This page is for showing simple example about KoNLP with some Hangul.
Newest version of this document is on KoNLP github
function for extract Nouns from sentences. Internally, runs pos tagger and only select Noun from set.
library(KoNLP)
useSystemDic()
## Backup was just finished!
## 283949 words dictionary was built.
extractNoun("롯데마트가 판매하고 있는 흑마늘 양념 치킨이 논란이 되고 있다.")
## [1] "롯데마트가" "판매" "흑마늘" "양념" "치킨"
## [6] "논란"
sapply(c("R은 free 소프트웨어이고, [완전하게 무보증]입니다.", "일정한 조건에 따르면, 자유롭게 이것을 재배포할수가 있습니다."), extractNoun)
## R은 free 소프트웨어이고, [완전하게 무보증]입니다.
## [1,] "R"
## [2,] "free"
## [3,] "소프트웨어"
## [4,] "완전"
## [5,] "무보"
## [6,] "증"
## 일정한 조건에 따르면, 자유롭게 이것을 재배포할수가 있습니다.
## [1,] "일정"
## [2,] "한"
## [3,] "조건"
## [4,] "자유"
## [5,] "이것"
## [6,] "재배포할수가"
This function returns pos tagged terms using KAIST tag set only using 9 main tags.
pos <- SimplePos09("롯데마트가 판매하고 있는 흑마늘 양념 치킨이 논란이 되고 있다.")
pos
## $롯데마트가
## [1] "롯데마트가/N"
##
## $판매하고
## [1] "판매/N+하고/J"
##
## $있는
## [1] "있/P+는/E"
##
## $흑마늘
## [1] "흑마늘/N"
##
## $양념
## [1] "양념/N"
##
## $치킨이
## [1] "치킨/N+이/J"
##
## $논란이
## [1] "논란/N+이/J"
##
## $되고
## [1] "되/P+고/E"
##
## $있다
## [1] "있/P+다/E"
##
## $.
## [1] "./S"
pos$`롯데마트가`
## [1] "롯데마트가/N"
This is similar with SimplePos09 but using more detail 22 tag set.

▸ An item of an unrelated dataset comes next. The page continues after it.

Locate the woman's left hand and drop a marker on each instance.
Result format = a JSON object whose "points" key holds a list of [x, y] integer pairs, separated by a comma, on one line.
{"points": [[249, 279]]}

SimplePos22("롯데마트가 판매하고 있는 흑마늘 양념 치킨이 논란이 되고 있다.")
## $롯데마트가
## [1] "롯데마트가/NC"
##
## $판매하고
## [1] "판매/NC+하고/JC"
##
## $있는
## [1] "있/PX+는/ET"
##
## $흑마늘
## [1] "흑마늘/NC"
##
## $양념
## [1] "양념/NC"
##
## $치킨이
## [1] "치킨/NC+이/JC"
##
## $논란이
## [1] "논란/NC+이/JC"
##
## $되고
## [1] "되/PV+고/EC"
##
## $있다
## [1] "있/PX+다/EF"
##
## $.
## [1] "./SF"
show morph analysis result.
MorphAnalyzer("롯데마트가 판매하고 있는 흑마늘 양념 치킨이 논란이 되고 있다.")
## $롯데마트가
## [1] "롯데마트/ncn+가/jcc" "롯데마트/ncn+가/jcs" "롯데마트가/ncn"
## [4] "롯데마트/nqq+가/jcc" "롯데마트/nqq+가/jcs" "롯데마트가/nqq"
##
## $판매하고
## [1] "판매/ncpa+하고/jcj" "판매/ncpa+하고/jct"
## [3] "판매/ncpa+하/xsva+고/ecc" "판매/ncpa+하/xsva+고/ecs"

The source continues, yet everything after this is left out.